Are we supposed to get excited about RTX when the combined Steam share of the GTX 1070 and higher series cards is less than 8%? How many gamers building $4k rigs are out there vs miners who were buying 1080ti's in the last year?

Anytime Nvidia has been hit with any potential concerns, the immediate analyst fall back is to take price targets up because of AI datacenter. What is AI datacenter to them? After an extensive survey of the landscape all I can say is it is exactly whatever Nvidia’s management tells them it is. That’s about to change.

Why?

Well, technological superiority for one. While I think what Google has accomplished is nothing short of amazing and should concern every chip company let alone Nvidia; the market has so far lacked a quantifiable way of capturing the impact of the TPU. And despite the fact that the TPU is clearly eating directly into V100 sales, Google as a public cloud provider, has been quite diplomatic in its approach to how it positions its baby so far. Now I do expect more disclosures like the Ebay cloud TPU blog post to start turning some heads, but it’s the upcoming dedicated silicon competition that will really get Wall Street’s attention. Once cloud service providers start sharing that they are experimenting with or deploying new types of chips for training, well, Nvidia is going to find itself on the defensive, and that’s somewhere where it hasn’t been in a long time.

How does the ‘more you buy the more you save’ slogan hold up when there are faster accelerators being sold for the same price or less?

What happens when you can no longer claim fastest chip and node for Resnet-50? (btw-Reality is the TPU2 is far faster, but the marketing machine at Nvidia has keyed on the fact that a board has 4-chips. This would be like arguing that a GPU makes more sense to mine bitcoin over an Antminer S9 because its powered by nearly 200 BM 1387 chips. And now that TPU3 is up to 420 TF what's your argument? But like I pointed out earlier, Google is diplomatic.)

Well, you start running 'Supercomputer' sales and leasing promotions.

Picking on the CPU has been easy because it’s not designed for parallel workloads, and so far thanks to Google’s non-marketing hype driven approach the TPU has not been much of an issue in the financial press. But for the new wave of AI chip startups Nvidia is the target. Volta is going to be ripped for being a bloated multipurpose chip for which ml/dl researchers are wasting money on by every AI chip competitor. Turing, based on the Siggraph presentation, is more of the same problem. At the ML/DL level, Turing reflects the TPUification of the GPU as Nvidia is touting lower precision 4bit/8bit integer math headline numbers now. So, we have a prof visualization product line that on the low end units is supposed to also double as inference accelerator engine??

Why are you paying thousands of dollars for HPC and Graphics when you simply want the best deep learning accelerator will be the first thing they ask customers.

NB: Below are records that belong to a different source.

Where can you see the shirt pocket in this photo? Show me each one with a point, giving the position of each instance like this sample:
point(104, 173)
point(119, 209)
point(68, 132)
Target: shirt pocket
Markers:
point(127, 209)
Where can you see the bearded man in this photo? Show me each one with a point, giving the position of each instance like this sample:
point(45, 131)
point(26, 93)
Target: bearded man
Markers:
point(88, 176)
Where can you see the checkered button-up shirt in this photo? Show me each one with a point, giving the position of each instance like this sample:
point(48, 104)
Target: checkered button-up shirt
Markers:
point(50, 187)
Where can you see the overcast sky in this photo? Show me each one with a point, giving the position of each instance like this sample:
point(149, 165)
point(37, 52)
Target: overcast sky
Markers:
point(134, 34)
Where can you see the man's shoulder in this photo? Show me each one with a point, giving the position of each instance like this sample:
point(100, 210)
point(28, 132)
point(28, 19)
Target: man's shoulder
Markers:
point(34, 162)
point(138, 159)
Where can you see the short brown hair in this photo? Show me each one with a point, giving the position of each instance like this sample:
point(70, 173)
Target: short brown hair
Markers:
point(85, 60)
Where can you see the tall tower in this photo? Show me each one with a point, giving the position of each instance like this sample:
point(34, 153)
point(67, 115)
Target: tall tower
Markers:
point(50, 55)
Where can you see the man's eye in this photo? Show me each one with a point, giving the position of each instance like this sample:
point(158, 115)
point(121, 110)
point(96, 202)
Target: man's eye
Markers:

Our AI training accelerator card delivers 3-15x on these benchmarks, and its costs just as much or less than the V100 will be the next thing they say. Price per deep learning teraflop is going to be a big weapon used to market these new offerings, and Nvidia is going to have to respond. But if their past conference call comments on the TPU are any indication, they don’t seem to be prepared for this environment. Jensen has cited flexibility of the GPU as the main defense against any questions regarding the TPU, and that’s exactly what new AI focused silicon startups are about to target them on. Flexibility, as far as the competition is obviously going to highlight, means subsidizing Nvidia’s HPC and graphics business by wasting money and valuable performance on technology you don’t need.…

Anyway, the next six months should be very interesting, but for now……

Disclosure: I am/we are short NVDA.

I wrote this article myself, and it expresses my own opinions. I am not receiving compensation for it (other than from Seeking Alpha). I have no business relationship with any company whose stock is mentioned in this article.